After the back and forth with Arnold Kling yesterday in this post I thought an additional post might be a good idea.

Arnold made a point that the prediction error was understated in my simple graph. This is true, as I simply graphed the actual data along with the estimated value of the data from a linear model and did not graph the predicted (future) values vs. actual future values (we can do this since it is a contrived example for purposes of demonstration).

The first chart shows the real danger of mistaking an exponential process with a linear one. The dark blue series is the actual data, the red series is the estimated historical values of the model. The green values are the predicted values due to the linear model. As we can see, the linear model provides a very decent fit to the historical data. For those who know somethings about statsitics/regression analysis, the adjusted R² is 0.92 which is a very good fit. But you can see that in terms of predictions the linear model does worse and worse with each additional increment in the explanatory variable. This highlights another pitfall that is easy to fall into with statistics, going for the high adjusted R². While this does mean your model does explain what happened historically, as we can see it is in no way a gaurantee that the model will explain the future well at all.

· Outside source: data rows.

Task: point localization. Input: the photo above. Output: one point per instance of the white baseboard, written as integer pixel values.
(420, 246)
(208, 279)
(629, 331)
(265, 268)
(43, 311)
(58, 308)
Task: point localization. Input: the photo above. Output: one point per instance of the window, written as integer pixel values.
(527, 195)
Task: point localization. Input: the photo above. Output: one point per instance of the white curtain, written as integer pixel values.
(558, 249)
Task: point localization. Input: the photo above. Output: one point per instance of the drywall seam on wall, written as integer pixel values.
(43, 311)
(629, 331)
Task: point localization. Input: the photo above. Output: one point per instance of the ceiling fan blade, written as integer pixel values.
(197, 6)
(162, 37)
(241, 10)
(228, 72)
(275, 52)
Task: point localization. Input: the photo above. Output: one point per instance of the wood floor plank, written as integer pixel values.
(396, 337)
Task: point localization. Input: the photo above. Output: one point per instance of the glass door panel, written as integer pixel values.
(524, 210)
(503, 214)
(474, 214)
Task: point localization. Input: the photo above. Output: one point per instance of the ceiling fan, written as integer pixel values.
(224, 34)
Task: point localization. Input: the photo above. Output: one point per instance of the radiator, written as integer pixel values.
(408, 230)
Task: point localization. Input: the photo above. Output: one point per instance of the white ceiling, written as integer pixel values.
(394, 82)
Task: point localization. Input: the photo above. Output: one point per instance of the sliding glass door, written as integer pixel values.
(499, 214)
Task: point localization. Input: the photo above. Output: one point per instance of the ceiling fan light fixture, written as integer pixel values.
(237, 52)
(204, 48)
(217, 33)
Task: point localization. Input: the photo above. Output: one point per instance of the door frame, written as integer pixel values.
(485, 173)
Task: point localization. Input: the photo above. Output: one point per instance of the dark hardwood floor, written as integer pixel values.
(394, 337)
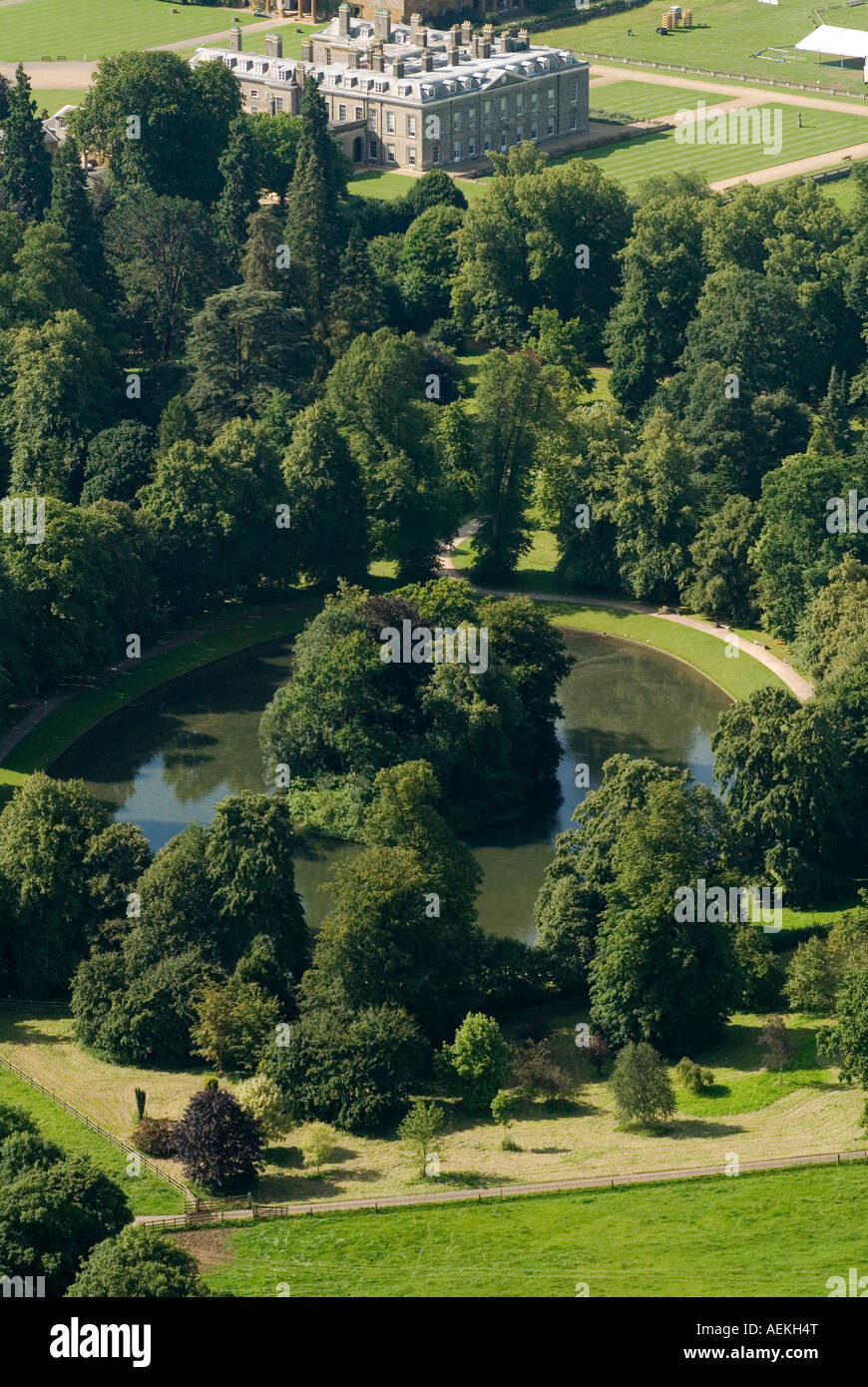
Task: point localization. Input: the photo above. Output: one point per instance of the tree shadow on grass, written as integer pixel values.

The difficulty is that you may not be able to tell you have an exponential process simply by looking at the data. The first 30 or so observations look pretty linear, especially when you throw in a random error terms as I did. So what do you do? Look at the residuals. The vertical bars represent the difference between what is observed and what was predicted in the historical data and the model. Notice that the residuals are mostly positive at the ends and negative in the middle. This systematic movement in the residuals indicates you are missing something with your simple linear model. Further, that you may have some problems with predicting future values of the process you are analyzing. The solid line in the graph is a third order polynomial to show that the residuals do indeed tend to follow a systematic pattern.

Now I would be remiss not to mention a word of caution. This analysis of the residuals does not say that you have an exponential process with certainty. What it says is that you have missed something. It could be a relevant variable, such as if the process you are analyzing has a cyclical component. Or it is possible you have mis-specified your model (which is the case here in this example--but we only know this because the example is contrived). Ideally, you should learn about whatever process you are analyzing, or if you don't have time to do that talk to somebody who has. This way you might get an idea for how you'd expect the data to behave (i.e., is it exponential, cyclical, linear, etc.). And always graph your data. It is much, much easier to see relationships between data when you graph it. Skipping the graphing stage will increase the likelihood of you doing something stupid.